Prima osservazione: se un decreto come quello sul super green pass (a proposito, forti questi nomi come livelli di un videogioco) fosse uscito da un governo che non fosse “dei migliori” oggi avremo le pagine dei giornali che grondano vendetta e certi Mattei che si starebbero immolando sull’altare della libertà usurpata. Funziona così: offrire a tutti un posto a tavola funziona da bromuro anche per i rivoluzionari più incalliti.
C’è da tutelare la salute pubblica, questo è chiaro a tutti, e c’è da evitare il sovraffollamento degli ospedali di fronte a dati che non sono confortanti. Mario Draghi (che in cuor suo, c’è da scommetterlo, tutto si augurava tranne che una quarta ondata che rischia di offuscare la narrazione dell’uomo della ripartenza) dice che bisogna “prevenire per conservare”, questo sarebbe il sentimento del nuovo decreto. Solo che il principio di precauzione è sempre un rischio perché in nome della prevenzione può valere tutto e il suo contrario. Il principio di precauzione tra l’altro è anche una scappatoia politica che nulla ha a che vedere con il piglio decisionale che qualcuno si ostina a voler intravedere in questo governo: diciamocelo chiaramente, qual è l’obiettivo del green pass?
Sarebbe bello sentire la politica dire chiaramente che il super green pass è l’affilamento del tentativo precedente di obbligare i no vax a vaccinarsi senza avere il polso di imporre un obbligo vero per non gravare sugli ospedali che stanno andando in sofferenza. Solo che se Draghi o chi per esso avesse dichiarato apertamente il fine di questo decreto avrebbe dovuto dirci (perché così dice la legge e la Costituzione) quale sarebbe la percentuale di vaccinati che si deve raggiungere per la decadenza dello stato d’emergenza (precauzionale) e avrebbe dovuto dirci in quanto tempo il governo pensa di raggiungere quella percentuale. Il diritto, come ha ripetuto più volte la Corte costituzionale, si fonda sulle evidenze scientifiche fotografate in un determinato momento. Con l’obbligo di green pass, anche se rinforzato, invece sembra valere tutto. La “preoccupazione” non è una base giuridica su cui emanare decreti. Tutti i provvedimenti che limitano la libertà (anche in un periodo di difficile pandemia come questo dove le situazioni si evolvono rapidamente) hanno bisogno di essere supportati da criteri di proporzionalità, necessarie e adeguatezza ma la sensazione è che, anche in questo caso, si ritenga tutto questo un burocratico fastidio da poter scavalcare in nome della suprema preoccupazione.

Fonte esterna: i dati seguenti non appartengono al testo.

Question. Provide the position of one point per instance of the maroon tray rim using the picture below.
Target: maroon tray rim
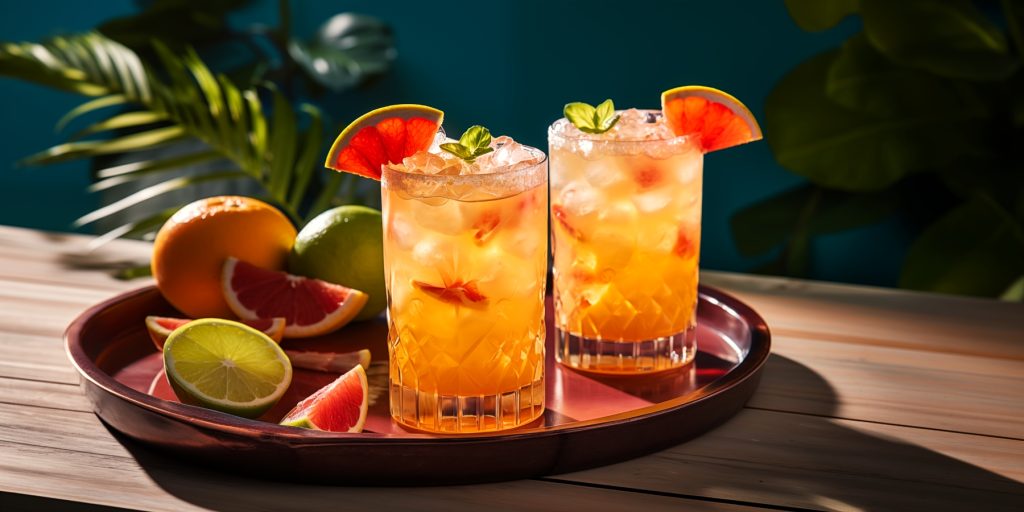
(259, 430)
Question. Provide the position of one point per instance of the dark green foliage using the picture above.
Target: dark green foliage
(920, 116)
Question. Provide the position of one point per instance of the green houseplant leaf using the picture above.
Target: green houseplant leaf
(817, 15)
(950, 38)
(792, 218)
(976, 249)
(841, 148)
(182, 100)
(345, 51)
(862, 79)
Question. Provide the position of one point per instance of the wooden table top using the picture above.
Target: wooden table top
(872, 399)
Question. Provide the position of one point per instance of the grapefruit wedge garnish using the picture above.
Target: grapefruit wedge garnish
(310, 307)
(718, 119)
(162, 327)
(456, 293)
(339, 407)
(383, 136)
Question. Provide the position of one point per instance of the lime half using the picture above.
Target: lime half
(226, 366)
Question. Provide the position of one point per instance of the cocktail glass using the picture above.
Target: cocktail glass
(465, 258)
(626, 239)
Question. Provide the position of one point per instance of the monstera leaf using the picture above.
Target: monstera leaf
(346, 50)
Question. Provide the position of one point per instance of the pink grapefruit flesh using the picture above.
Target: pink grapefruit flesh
(339, 407)
(383, 136)
(310, 307)
(717, 119)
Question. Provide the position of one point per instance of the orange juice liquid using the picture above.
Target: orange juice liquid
(626, 237)
(466, 281)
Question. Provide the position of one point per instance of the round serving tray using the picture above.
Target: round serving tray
(590, 420)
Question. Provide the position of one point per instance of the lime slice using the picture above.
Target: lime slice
(226, 366)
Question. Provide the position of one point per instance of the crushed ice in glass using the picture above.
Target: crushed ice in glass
(507, 156)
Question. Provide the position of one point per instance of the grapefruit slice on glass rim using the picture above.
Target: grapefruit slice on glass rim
(162, 327)
(718, 119)
(383, 136)
(339, 407)
(310, 307)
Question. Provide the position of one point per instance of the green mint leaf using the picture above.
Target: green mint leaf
(474, 142)
(581, 115)
(475, 137)
(605, 116)
(592, 120)
(481, 152)
(457, 150)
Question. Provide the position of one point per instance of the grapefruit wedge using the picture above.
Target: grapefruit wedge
(162, 327)
(310, 307)
(339, 407)
(383, 136)
(718, 119)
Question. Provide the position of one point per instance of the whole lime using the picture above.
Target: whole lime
(345, 246)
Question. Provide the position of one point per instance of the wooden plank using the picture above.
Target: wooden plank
(43, 394)
(34, 357)
(881, 316)
(157, 482)
(979, 395)
(758, 458)
(64, 258)
(818, 463)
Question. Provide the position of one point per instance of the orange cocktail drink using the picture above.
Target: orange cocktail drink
(465, 253)
(626, 238)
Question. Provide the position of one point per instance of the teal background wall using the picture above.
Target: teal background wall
(510, 66)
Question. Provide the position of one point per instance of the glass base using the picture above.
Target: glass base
(454, 414)
(608, 356)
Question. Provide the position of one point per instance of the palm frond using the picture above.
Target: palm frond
(174, 99)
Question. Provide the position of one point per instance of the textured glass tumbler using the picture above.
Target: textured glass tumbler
(465, 260)
(626, 241)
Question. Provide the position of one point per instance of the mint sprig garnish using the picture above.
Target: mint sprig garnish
(590, 119)
(474, 142)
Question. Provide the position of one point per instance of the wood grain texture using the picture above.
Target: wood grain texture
(136, 477)
(881, 316)
(872, 399)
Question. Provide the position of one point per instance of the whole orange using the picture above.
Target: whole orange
(190, 249)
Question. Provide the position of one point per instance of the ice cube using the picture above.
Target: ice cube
(614, 239)
(654, 200)
(437, 215)
(604, 173)
(401, 229)
(508, 155)
(580, 199)
(658, 236)
(434, 253)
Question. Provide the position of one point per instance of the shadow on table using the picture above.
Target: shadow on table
(809, 460)
(803, 461)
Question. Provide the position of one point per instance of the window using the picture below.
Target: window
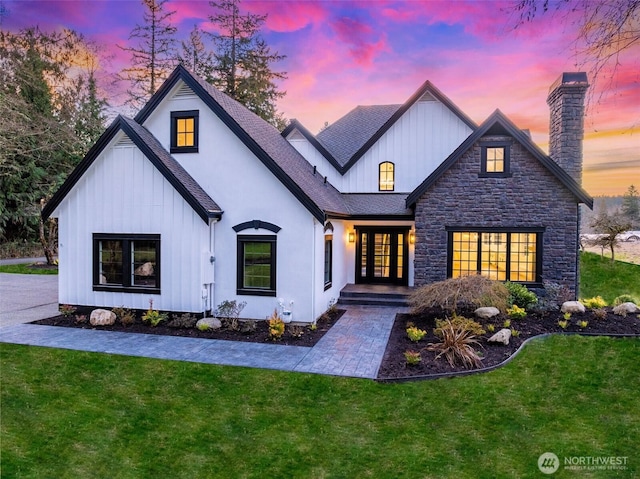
(498, 255)
(495, 159)
(328, 261)
(256, 265)
(126, 263)
(386, 177)
(184, 131)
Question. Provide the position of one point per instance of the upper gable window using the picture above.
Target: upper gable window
(495, 159)
(184, 131)
(386, 177)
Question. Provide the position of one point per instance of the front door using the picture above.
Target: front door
(382, 255)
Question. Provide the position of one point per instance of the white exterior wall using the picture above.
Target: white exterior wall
(246, 190)
(417, 143)
(123, 192)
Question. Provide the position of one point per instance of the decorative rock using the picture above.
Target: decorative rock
(208, 323)
(102, 317)
(501, 336)
(572, 307)
(625, 308)
(487, 312)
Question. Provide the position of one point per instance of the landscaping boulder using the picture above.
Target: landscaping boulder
(208, 323)
(625, 308)
(572, 307)
(487, 312)
(102, 317)
(501, 337)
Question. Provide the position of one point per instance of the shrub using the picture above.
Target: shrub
(415, 334)
(516, 312)
(600, 313)
(459, 322)
(412, 357)
(594, 303)
(126, 316)
(457, 346)
(154, 317)
(276, 326)
(467, 292)
(520, 296)
(67, 310)
(229, 312)
(625, 298)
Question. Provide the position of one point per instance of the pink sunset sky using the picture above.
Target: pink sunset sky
(340, 54)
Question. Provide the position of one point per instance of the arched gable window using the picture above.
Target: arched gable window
(386, 177)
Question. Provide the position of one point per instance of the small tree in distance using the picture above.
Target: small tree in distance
(609, 226)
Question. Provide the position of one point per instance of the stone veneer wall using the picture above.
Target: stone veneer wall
(531, 197)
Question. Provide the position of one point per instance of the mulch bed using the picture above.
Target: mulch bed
(308, 337)
(394, 365)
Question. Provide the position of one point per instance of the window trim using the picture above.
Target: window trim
(240, 288)
(328, 265)
(393, 179)
(506, 173)
(126, 239)
(175, 115)
(508, 231)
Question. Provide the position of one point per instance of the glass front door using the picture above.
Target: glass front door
(382, 255)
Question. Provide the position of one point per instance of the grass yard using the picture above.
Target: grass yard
(25, 268)
(601, 277)
(70, 414)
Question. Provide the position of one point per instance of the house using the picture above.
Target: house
(197, 200)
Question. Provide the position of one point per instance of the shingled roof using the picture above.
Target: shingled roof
(348, 139)
(184, 183)
(499, 124)
(264, 140)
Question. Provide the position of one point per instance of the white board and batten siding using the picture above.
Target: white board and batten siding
(246, 190)
(123, 192)
(417, 144)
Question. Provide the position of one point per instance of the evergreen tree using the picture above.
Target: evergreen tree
(243, 61)
(631, 206)
(42, 93)
(152, 58)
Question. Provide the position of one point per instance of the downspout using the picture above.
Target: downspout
(313, 272)
(213, 264)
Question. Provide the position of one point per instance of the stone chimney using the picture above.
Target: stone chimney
(566, 126)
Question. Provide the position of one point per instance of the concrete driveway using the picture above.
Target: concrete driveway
(27, 297)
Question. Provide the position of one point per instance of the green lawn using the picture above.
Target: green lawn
(70, 414)
(25, 268)
(601, 277)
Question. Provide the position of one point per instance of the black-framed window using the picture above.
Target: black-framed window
(497, 254)
(184, 131)
(386, 176)
(495, 159)
(126, 262)
(328, 261)
(256, 265)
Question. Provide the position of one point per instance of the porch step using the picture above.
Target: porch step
(375, 295)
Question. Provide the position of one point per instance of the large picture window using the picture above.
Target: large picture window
(126, 263)
(498, 255)
(184, 131)
(256, 265)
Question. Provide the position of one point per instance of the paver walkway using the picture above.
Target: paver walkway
(353, 347)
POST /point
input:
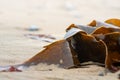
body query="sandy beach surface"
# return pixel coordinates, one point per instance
(51, 17)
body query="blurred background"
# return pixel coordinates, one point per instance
(55, 15)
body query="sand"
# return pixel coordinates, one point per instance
(51, 17)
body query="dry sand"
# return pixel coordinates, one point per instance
(52, 17)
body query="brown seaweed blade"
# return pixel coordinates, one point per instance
(85, 28)
(113, 21)
(112, 41)
(57, 53)
(96, 23)
(105, 30)
(86, 46)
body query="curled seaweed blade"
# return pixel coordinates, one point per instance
(113, 21)
(58, 53)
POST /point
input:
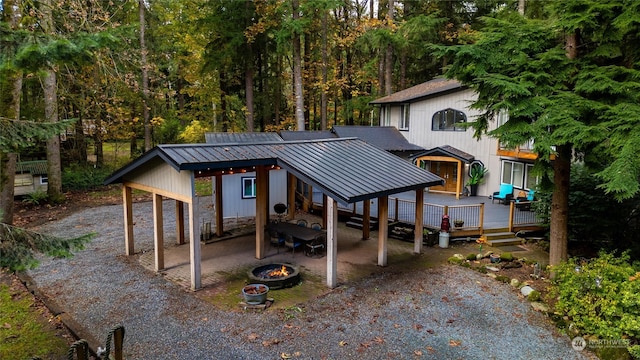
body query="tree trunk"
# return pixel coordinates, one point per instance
(50, 84)
(145, 79)
(325, 61)
(297, 71)
(388, 58)
(558, 234)
(8, 160)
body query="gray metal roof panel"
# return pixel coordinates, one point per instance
(240, 138)
(385, 137)
(288, 135)
(431, 88)
(348, 169)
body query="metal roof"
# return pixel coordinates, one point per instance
(447, 150)
(431, 88)
(288, 135)
(347, 169)
(243, 138)
(35, 167)
(385, 137)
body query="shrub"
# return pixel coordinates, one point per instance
(506, 256)
(36, 198)
(600, 296)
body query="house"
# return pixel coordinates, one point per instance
(433, 115)
(238, 188)
(31, 176)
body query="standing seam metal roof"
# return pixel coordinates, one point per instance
(347, 169)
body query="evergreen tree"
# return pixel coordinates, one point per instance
(570, 83)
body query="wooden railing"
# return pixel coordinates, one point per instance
(403, 210)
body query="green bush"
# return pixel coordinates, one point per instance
(76, 177)
(36, 198)
(600, 296)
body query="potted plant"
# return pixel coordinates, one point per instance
(476, 177)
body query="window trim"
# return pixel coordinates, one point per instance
(439, 118)
(243, 187)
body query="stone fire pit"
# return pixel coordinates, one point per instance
(275, 276)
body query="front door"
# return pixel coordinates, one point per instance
(449, 172)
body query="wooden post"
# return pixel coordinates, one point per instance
(419, 229)
(218, 201)
(262, 194)
(291, 197)
(128, 220)
(179, 222)
(194, 240)
(366, 219)
(332, 243)
(383, 229)
(158, 232)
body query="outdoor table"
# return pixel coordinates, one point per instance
(303, 234)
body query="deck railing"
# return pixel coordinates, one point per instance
(472, 215)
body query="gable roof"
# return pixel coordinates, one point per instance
(340, 168)
(244, 138)
(447, 150)
(428, 89)
(384, 137)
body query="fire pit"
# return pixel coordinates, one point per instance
(276, 276)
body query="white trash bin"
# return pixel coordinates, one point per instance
(444, 239)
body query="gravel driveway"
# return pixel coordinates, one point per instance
(444, 313)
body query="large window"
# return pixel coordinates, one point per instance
(248, 187)
(404, 117)
(449, 120)
(518, 174)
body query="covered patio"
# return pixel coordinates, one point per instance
(345, 170)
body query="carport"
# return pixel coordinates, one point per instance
(345, 170)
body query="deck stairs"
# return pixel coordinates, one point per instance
(501, 237)
(356, 222)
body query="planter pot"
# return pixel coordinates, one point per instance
(255, 294)
(474, 189)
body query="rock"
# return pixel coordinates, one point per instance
(538, 306)
(526, 290)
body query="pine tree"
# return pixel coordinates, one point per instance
(569, 82)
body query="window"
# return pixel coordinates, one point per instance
(386, 116)
(513, 173)
(404, 117)
(248, 187)
(448, 120)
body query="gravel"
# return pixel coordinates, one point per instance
(446, 312)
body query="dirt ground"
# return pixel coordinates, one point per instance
(29, 215)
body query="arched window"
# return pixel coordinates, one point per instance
(448, 120)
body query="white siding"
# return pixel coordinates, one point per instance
(158, 174)
(233, 205)
(420, 133)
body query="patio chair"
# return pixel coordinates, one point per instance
(523, 203)
(291, 243)
(504, 195)
(315, 247)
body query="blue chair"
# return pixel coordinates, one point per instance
(504, 195)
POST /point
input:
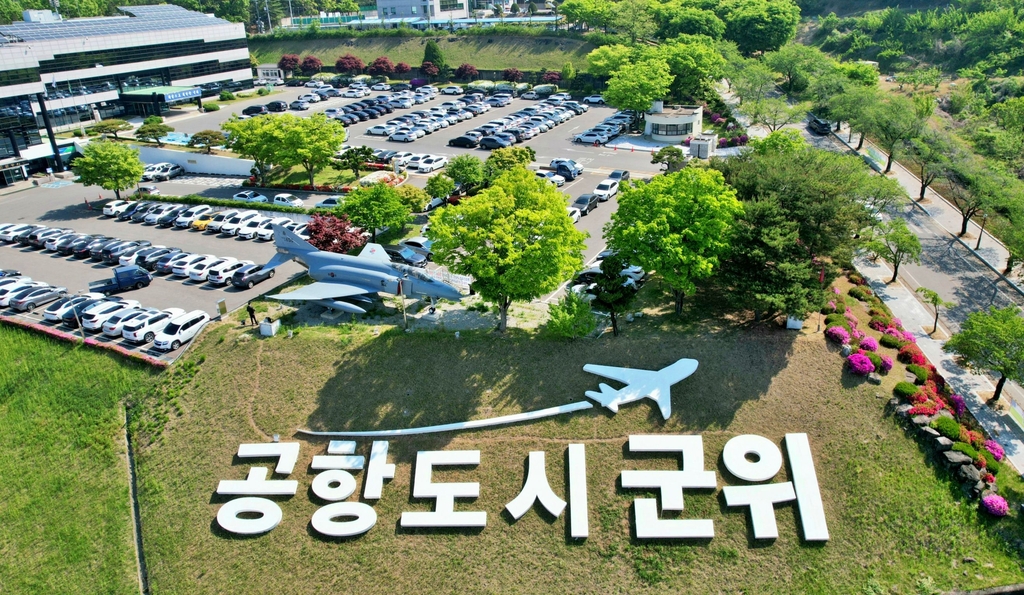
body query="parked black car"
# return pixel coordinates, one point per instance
(250, 274)
(586, 203)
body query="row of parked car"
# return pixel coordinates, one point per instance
(244, 223)
(95, 312)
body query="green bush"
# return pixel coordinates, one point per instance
(967, 450)
(948, 427)
(919, 371)
(904, 389)
(890, 341)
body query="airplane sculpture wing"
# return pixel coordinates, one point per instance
(323, 291)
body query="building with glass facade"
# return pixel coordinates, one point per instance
(56, 74)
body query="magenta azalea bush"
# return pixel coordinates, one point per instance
(995, 505)
(838, 335)
(859, 365)
(996, 450)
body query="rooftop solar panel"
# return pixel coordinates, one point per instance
(135, 19)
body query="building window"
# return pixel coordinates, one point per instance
(672, 129)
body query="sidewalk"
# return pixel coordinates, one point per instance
(915, 317)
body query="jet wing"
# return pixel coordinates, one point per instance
(624, 375)
(323, 291)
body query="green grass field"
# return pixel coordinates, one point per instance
(897, 522)
(65, 513)
(484, 52)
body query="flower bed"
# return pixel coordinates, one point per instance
(135, 355)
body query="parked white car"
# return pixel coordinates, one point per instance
(180, 330)
(144, 329)
(200, 271)
(221, 273)
(287, 201)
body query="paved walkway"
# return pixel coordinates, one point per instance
(915, 317)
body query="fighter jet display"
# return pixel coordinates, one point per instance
(653, 384)
(339, 277)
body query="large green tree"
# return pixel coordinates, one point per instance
(376, 207)
(310, 142)
(256, 138)
(677, 224)
(110, 166)
(514, 239)
(991, 341)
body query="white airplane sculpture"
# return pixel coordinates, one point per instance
(653, 384)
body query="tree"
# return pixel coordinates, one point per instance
(932, 297)
(255, 138)
(432, 53)
(798, 64)
(376, 207)
(466, 170)
(310, 141)
(310, 66)
(348, 64)
(634, 17)
(207, 139)
(381, 66)
(607, 58)
(439, 186)
(677, 224)
(896, 244)
(636, 87)
(112, 127)
(512, 75)
(354, 159)
(429, 69)
(571, 316)
(153, 132)
(612, 291)
(334, 234)
(514, 239)
(289, 62)
(930, 155)
(110, 166)
(759, 25)
(774, 114)
(508, 159)
(894, 122)
(993, 341)
(466, 72)
(673, 158)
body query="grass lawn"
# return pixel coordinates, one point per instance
(897, 522)
(65, 513)
(497, 52)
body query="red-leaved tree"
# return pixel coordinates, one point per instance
(289, 62)
(512, 75)
(467, 72)
(310, 66)
(381, 66)
(348, 64)
(332, 234)
(429, 69)
(552, 78)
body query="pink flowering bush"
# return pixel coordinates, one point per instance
(995, 505)
(859, 365)
(838, 335)
(996, 450)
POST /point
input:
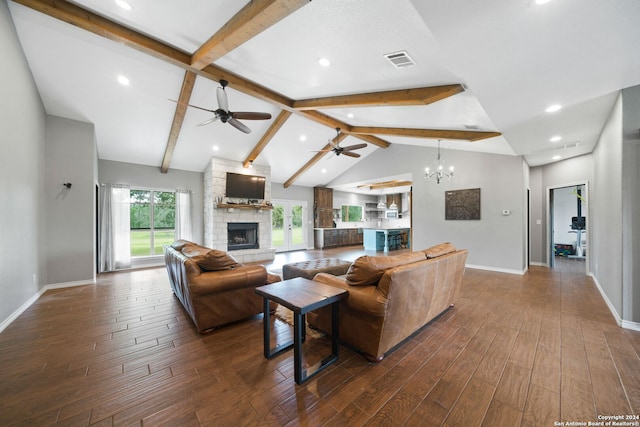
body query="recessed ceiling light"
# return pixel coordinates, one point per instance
(123, 4)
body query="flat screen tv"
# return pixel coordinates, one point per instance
(241, 186)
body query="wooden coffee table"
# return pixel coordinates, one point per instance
(301, 296)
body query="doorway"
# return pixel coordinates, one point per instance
(288, 225)
(568, 218)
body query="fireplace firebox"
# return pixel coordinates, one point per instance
(242, 235)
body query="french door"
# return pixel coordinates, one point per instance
(289, 225)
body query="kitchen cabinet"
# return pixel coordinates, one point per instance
(378, 239)
(397, 198)
(334, 237)
(323, 207)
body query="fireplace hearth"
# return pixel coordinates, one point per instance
(242, 235)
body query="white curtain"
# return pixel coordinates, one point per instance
(115, 228)
(183, 215)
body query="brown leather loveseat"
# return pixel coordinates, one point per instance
(391, 297)
(213, 288)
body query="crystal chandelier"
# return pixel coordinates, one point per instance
(439, 172)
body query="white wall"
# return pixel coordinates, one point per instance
(71, 212)
(22, 169)
(631, 204)
(605, 238)
(141, 176)
(299, 193)
(495, 241)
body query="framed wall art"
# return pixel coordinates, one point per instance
(462, 204)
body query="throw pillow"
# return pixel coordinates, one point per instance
(178, 245)
(367, 270)
(439, 250)
(209, 259)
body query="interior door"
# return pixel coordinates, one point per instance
(288, 225)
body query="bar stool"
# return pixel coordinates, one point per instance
(393, 241)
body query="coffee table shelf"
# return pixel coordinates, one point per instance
(301, 296)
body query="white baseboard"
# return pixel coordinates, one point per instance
(37, 295)
(612, 309)
(627, 324)
(497, 270)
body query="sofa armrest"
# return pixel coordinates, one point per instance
(210, 282)
(366, 299)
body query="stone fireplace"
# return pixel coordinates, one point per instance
(218, 219)
(242, 235)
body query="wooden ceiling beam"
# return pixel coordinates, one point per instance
(267, 137)
(178, 118)
(386, 184)
(254, 18)
(315, 159)
(466, 135)
(403, 97)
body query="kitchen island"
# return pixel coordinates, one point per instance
(384, 239)
(334, 237)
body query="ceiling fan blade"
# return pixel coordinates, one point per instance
(192, 106)
(354, 147)
(250, 115)
(223, 103)
(350, 154)
(239, 125)
(211, 120)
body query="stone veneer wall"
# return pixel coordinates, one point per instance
(215, 220)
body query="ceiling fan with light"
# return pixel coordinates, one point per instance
(347, 151)
(225, 116)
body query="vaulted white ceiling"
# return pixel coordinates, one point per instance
(513, 57)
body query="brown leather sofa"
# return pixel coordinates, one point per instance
(213, 288)
(391, 297)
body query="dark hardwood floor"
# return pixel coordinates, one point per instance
(530, 350)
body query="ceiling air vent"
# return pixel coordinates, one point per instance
(400, 59)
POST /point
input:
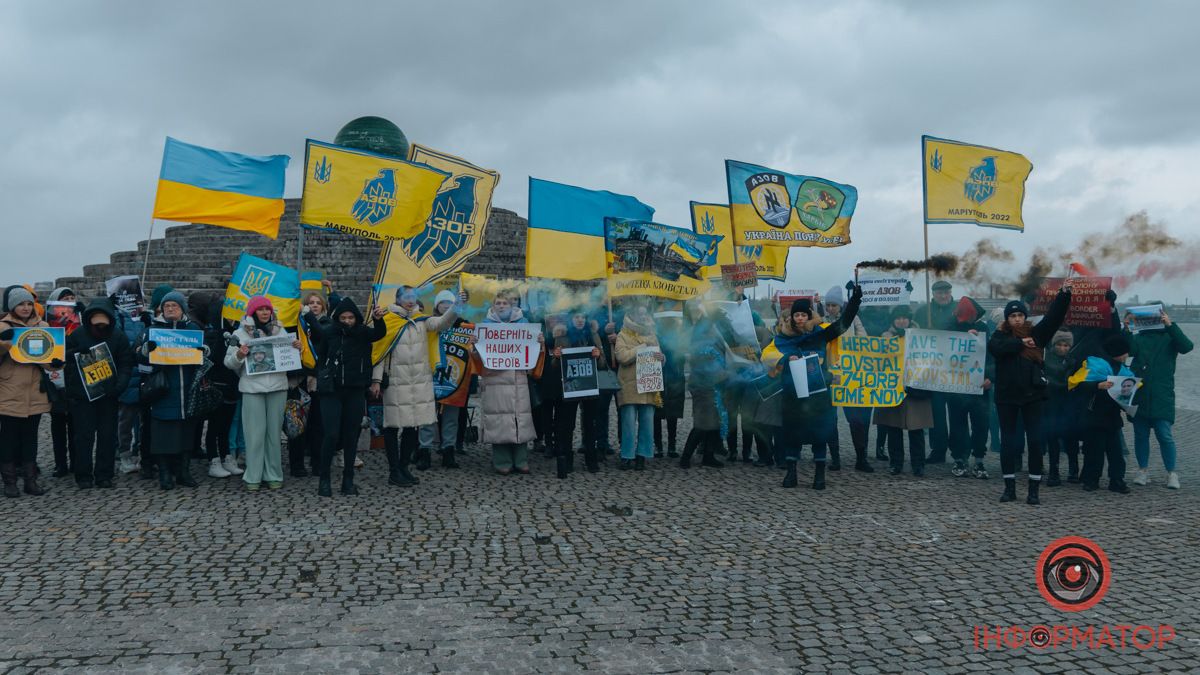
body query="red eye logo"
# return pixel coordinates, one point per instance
(1073, 573)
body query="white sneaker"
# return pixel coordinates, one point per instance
(231, 465)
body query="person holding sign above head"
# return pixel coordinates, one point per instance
(100, 362)
(172, 432)
(635, 407)
(579, 334)
(811, 419)
(408, 404)
(915, 414)
(263, 396)
(1019, 350)
(343, 375)
(23, 398)
(505, 408)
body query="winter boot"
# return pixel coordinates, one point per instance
(689, 448)
(396, 471)
(166, 478)
(819, 476)
(1009, 490)
(790, 479)
(406, 458)
(10, 479)
(184, 472)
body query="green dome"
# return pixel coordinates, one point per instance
(376, 135)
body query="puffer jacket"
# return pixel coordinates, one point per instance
(408, 400)
(505, 410)
(633, 336)
(179, 377)
(22, 384)
(247, 383)
(82, 341)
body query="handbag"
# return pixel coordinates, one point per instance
(205, 396)
(607, 381)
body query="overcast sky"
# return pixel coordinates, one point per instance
(642, 97)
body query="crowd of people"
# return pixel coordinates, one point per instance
(1044, 393)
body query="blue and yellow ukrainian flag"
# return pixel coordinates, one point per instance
(226, 189)
(257, 276)
(567, 233)
(973, 184)
(714, 219)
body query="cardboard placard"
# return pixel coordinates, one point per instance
(508, 346)
(945, 360)
(177, 347)
(649, 370)
(579, 374)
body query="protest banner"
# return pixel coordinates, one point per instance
(649, 370)
(649, 258)
(881, 291)
(807, 376)
(96, 369)
(273, 354)
(37, 345)
(739, 275)
(1123, 389)
(1145, 317)
(451, 365)
(508, 346)
(126, 293)
(1089, 306)
(945, 360)
(869, 372)
(579, 374)
(735, 323)
(63, 315)
(177, 347)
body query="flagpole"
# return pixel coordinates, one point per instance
(145, 262)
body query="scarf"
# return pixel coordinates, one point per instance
(1023, 332)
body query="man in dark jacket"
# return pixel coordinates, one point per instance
(939, 315)
(343, 375)
(94, 381)
(1153, 359)
(969, 414)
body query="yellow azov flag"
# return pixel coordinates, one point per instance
(714, 219)
(973, 184)
(366, 195)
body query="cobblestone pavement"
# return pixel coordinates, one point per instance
(661, 571)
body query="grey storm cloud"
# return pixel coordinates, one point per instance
(645, 97)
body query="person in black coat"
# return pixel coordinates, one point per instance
(95, 420)
(343, 375)
(1019, 350)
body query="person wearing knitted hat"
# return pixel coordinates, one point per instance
(808, 420)
(1020, 386)
(858, 419)
(263, 396)
(1102, 422)
(23, 399)
(172, 432)
(1061, 436)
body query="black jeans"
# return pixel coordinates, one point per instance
(18, 440)
(95, 428)
(969, 425)
(341, 418)
(1012, 446)
(1102, 444)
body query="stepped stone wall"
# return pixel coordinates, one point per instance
(201, 257)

E invece no, non funziona così. E finché non si capirà che proprio la debolezza giuridica di queste scelte è il più gran regalo che si possa fare ai contestatori incalliti, si continuerà a essere facilmente criticabili e colpiti nella propria autorevolezza. Come nel caso dei vaccini che sono stati proposti come “liberazione immediata di tutti i rischi” (errore della politica e di certa scienza troppo impegnata a incensarli per convincere senza prendersi la responsabilità di raccontare la complessità che comunque è sempre a favore dei vaccini) ci si ritrova di fronte a un certo paternalismo che deve valere come giustificazione di tutto.
Come sta facendo notare qualcuno c’è un’enorme differenza tra scegliere il super green pass come condizione necessaria per andare al cinema o al ristorante rispetto a un obbligo vaccinale che avrebbe avuto come sanzione il non entrare in un cinema e in quello stesso ristorante. Fingere di non capirlo renderà tutto molto più complicato. Il presidente emerito della Corte Costituzionale Giovanni Maria Flick ripete che l’obbligo vaccinale sarebbe un intervento “più lineare e consentito dalla Costituzione” ma per farlo serve fare politica sul serio, non basta sembrare buoni padri di famiglia profondamente preoccupati.